PC Client: pcClient/

The PC client is a GUI D application. Its Decision Layer presents ship state to a human player and translates GUI interactions into goals for the AI/XO layer. It depends on clientLib/ identically to the NPC client.

Project Structure

pcClient/
├── dub.json             Depends on clientLib/ (path dependency)
├── pcClient.cfg         Runtime config: server_url, credentials
└── source/
    └── app.d            Entry point: config → transport → XO → single status poll

The PC client is currently a minimal scaffold proving the three-layer dependency compiles and links from a second client project. It performs a single status poll on startup and exits. GUI Decision Layer (bridge display, controls, event-to-goal mapping) is future work.

The PC client’s GUI framework and visual design are not specified in this document. The architecture ensures that any GUI framework that can submit goals to the AI/XO layer’s interface will work.

Stasis on disconnect: When a captain disconnects (PC or NPC), the server activates a stasis shield around their vessel. The ship becomes invulnerable and ceases all resource consumption until the captain reconnects and calls POST /onboard. See Disconnect detection and the stasis shield in the Architecture Overview for the full specification.

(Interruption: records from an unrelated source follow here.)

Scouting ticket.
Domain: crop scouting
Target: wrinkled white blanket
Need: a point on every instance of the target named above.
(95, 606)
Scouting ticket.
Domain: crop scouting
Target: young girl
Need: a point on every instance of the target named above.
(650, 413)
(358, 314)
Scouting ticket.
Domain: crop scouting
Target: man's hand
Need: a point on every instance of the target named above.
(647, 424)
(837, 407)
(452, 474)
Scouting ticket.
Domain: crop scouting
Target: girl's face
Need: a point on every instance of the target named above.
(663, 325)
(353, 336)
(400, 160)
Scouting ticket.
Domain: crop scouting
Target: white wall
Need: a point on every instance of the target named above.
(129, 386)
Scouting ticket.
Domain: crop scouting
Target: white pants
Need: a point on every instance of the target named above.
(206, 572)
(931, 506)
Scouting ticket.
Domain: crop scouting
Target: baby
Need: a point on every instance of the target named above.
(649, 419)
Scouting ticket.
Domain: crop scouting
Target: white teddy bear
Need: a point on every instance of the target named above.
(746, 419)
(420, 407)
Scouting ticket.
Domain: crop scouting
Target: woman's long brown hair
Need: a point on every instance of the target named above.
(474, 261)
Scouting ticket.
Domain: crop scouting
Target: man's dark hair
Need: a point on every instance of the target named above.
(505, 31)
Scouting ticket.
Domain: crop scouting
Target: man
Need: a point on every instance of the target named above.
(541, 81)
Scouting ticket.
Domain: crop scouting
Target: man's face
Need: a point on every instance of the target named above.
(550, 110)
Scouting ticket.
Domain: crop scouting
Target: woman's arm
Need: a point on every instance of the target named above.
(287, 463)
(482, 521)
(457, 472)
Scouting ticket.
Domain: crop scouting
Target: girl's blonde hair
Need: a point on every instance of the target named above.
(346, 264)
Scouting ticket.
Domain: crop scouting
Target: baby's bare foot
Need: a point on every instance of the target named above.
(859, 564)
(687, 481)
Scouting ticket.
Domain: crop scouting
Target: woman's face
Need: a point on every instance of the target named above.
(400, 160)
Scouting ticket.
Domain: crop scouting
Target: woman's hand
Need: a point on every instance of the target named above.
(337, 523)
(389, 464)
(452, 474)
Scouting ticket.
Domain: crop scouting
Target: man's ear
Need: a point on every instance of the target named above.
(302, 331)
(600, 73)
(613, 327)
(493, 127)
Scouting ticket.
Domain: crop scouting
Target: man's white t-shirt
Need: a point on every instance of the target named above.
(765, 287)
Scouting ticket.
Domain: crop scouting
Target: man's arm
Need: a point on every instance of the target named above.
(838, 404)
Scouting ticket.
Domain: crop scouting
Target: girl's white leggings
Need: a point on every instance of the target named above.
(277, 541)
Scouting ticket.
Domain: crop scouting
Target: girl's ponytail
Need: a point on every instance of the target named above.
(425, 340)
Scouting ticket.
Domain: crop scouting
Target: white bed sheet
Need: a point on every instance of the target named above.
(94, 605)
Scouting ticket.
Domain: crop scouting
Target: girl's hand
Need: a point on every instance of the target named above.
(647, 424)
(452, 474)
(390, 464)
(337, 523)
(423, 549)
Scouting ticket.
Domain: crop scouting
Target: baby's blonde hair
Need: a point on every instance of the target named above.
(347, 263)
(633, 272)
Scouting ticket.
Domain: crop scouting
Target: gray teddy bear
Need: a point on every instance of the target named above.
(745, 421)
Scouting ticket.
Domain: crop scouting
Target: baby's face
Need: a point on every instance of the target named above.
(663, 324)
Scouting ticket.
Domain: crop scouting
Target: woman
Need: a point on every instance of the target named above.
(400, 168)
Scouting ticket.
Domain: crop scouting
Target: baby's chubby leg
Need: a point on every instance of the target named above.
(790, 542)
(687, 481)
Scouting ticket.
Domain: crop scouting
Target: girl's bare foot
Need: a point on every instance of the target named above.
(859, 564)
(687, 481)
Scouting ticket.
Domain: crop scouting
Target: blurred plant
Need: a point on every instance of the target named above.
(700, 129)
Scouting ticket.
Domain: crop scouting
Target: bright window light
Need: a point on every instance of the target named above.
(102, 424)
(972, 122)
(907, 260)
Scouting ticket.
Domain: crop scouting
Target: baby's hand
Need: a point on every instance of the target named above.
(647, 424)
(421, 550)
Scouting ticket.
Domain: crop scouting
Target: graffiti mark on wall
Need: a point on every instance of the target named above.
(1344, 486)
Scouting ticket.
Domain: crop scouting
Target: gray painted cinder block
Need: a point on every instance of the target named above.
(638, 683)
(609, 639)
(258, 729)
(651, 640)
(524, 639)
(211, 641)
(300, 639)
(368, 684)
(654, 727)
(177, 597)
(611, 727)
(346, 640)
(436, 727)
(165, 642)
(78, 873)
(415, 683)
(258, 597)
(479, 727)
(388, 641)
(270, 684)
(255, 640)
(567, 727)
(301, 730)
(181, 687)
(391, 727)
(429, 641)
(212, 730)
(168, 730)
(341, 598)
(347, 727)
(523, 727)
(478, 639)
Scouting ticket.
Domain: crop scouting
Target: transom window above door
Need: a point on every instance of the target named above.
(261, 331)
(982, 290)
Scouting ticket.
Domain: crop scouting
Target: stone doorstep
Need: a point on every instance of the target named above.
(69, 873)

Division of Work Revisited

This table updates the division from the Architecture Overview to reflect the three-layer client model:

Layer Location Responsibilities
Decision Layer npcClient/ or pcClient/ Captain-level decisions: where to go, whom to fight, what to trade. NPC: heuristic evaluation. PC: human input via GUI.
AI/XO Layer clientLib/source/xo/ Goal decomposition, multi-step planning, safety checks, advisories, command sequencing, standing order monitoring (resources, threats, crewdroid health).
Operations Layer clientLib/source/ops/ Ship departments (Navigation, Engineering, Comms, Sensors), state cache, transport abstraction, command submission, telemetry reception.
Galaxy Server galaxy/ Authoritative simulation: physics, command validation, dice resolution, resource updates, event dispatch, persistence, sensor filtering.

The client layers collectively bear approximately 70–80% of the computational work (decision-making, planning, state interpretation, UI rendering for PC). The server bears 20–30% (physics integration, validation, dice, persistence). This split is by design: adding more captains means adding more client processes, not scaling the server core.


Implementation Sequence

The client architecture was implemented in phases, starting with the NPC client and the shared library:

  1. Phase 1: ScaffoldingclientLib/ project skeleton, ApiClient, configuration, “hello server” proof of life. (Complete — Chunks 10b–11.)
  2. Phase 2: Game state model — typed D structs for client-side game state, CommandRequest builder, CommandResult parser. (Complete — Chunk 12.)
  3. Phase 3: NPC decision loop — NPC Decision Layer with basic heuristics, continuous autonomous operation. (Complete — Chunks 13–19.)
  4. Phase 4: AI/XO layer — goal lifecycle, multi-step planning, safety system. Refactor Operations Layer into departments. (Complete — Chunks 20–24.)
  5. Phase 5: WebSocket transport — server-side WebSocket endpoint, client-side WebSocket transport, push-based state delivery. (Complete — Chunks 31a–31e.)
  6. Phase 6: PC client — GUI Decision Layer (dlangui CIC display), bridge display, human interaction, control panel. (Complete — Chunks 33–38.)
  7. Phase 7: XO Intelligence — Analytical Layer (SituationalAdvisor, StructuredAdvisory). Narration Layer (IXoNarrator, LocalLlmNarrator, XO briefing document). CIC narration area and captain query buttons. LLM training data collection for future fine-tuning.

Phases 1–6 are complete and validated by multi-captain live testing against the production server. Phase 7 is the next major feature milestone.